Olivier de Maret, Syracuse University & New York University, Florence
Ce volume des Enjeux internationaux dédié aux relations internationales entre l’Italie et la Belgique prend l’année 1866 – centrale dans l’historiographie de l’Italie unifiée et du Risorgimento – comme tournant d’une histoire européenne en construction au 19e siècle. La victoire prussienne et les défaites militaires italiennes contre l’Autriche, l’influence de Napoléon III et le rapprochement entre la Prusse et l’Italie servent de points de départ aux douze auteurs, en majorité des historiens, rassemblés ici pour évaluer les relations diplomatiques mais aussi religieuses, économiques, sociales et culturelles entre les deux pays.
La force de l’ouvrage réside dans la grande diversité des sources analysées (archives diplomatiques, religieuses, juridiques, scientifiques, industrielles, artistiques et littéraires) et l’hétérogénéité des sujets traités et des histoires proposées. Les approches développées dans les quatre parties de ce livre se proposent d’explorer un « maillage » italo-belge et européen « qui concerne bien des domaines et implique la multiplicité des réseaux » (p. 14), comme le note l’introduction. Ce premier chapitre souligne en outre le peu d’importance accordée à la campagne militaire italienne en Belgique à l’époque et attire plutôt l’attention sur les implications économiques et politiques entre les divers acteurs autour de la question romaine, à savoir le futur des États pontificaux et du pouvoir temporel du pape au sein d’une Italie unifiée.
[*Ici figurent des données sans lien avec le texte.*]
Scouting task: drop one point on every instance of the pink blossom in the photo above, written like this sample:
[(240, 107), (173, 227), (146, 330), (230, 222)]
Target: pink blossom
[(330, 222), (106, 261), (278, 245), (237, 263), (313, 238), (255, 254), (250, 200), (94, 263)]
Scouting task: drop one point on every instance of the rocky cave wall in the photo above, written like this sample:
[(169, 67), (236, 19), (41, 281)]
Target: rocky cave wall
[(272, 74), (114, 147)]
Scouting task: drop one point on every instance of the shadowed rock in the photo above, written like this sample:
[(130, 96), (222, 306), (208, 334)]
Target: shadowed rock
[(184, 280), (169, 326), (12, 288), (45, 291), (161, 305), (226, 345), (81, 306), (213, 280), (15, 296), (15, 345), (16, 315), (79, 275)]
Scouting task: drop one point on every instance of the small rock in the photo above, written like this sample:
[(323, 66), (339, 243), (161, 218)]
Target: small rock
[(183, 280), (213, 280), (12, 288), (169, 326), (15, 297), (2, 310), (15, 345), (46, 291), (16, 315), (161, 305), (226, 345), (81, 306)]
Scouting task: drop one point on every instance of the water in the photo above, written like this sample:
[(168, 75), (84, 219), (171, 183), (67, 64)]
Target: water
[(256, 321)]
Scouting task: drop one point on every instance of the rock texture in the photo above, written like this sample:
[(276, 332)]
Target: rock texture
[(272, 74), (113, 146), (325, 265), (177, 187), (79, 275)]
La première partie présente une « Mise en perspective » historique. Domenico Maria Bruni commence par situer « 1866 dans l’historiographie italienne », « annus horribilis aux yeux des contemporains » (p. 19) pour cause de guerre, d’une crise financière et monétaire et de profondes transformations politiques qui remirent en question la survie et l’identité nationale du nouvel État. Dans « La Belgique et le conflit austro-italien de 1866 », Christophe Chevalier analyse la résonnance de ce conflit dans le monde politique belge et l’influence qu’eurent les politiques autrichienne, française et anglaise. Cette réflexion se poursuit avec Michel Dumoulin qui contextualise « 1866 dans l’historiographie de la Belgique contemporaine et de ses relations avec l’Italie » en insistant sur le soutien politique et économique accordé par le monde catholique belge au pape et donc à la question romaine.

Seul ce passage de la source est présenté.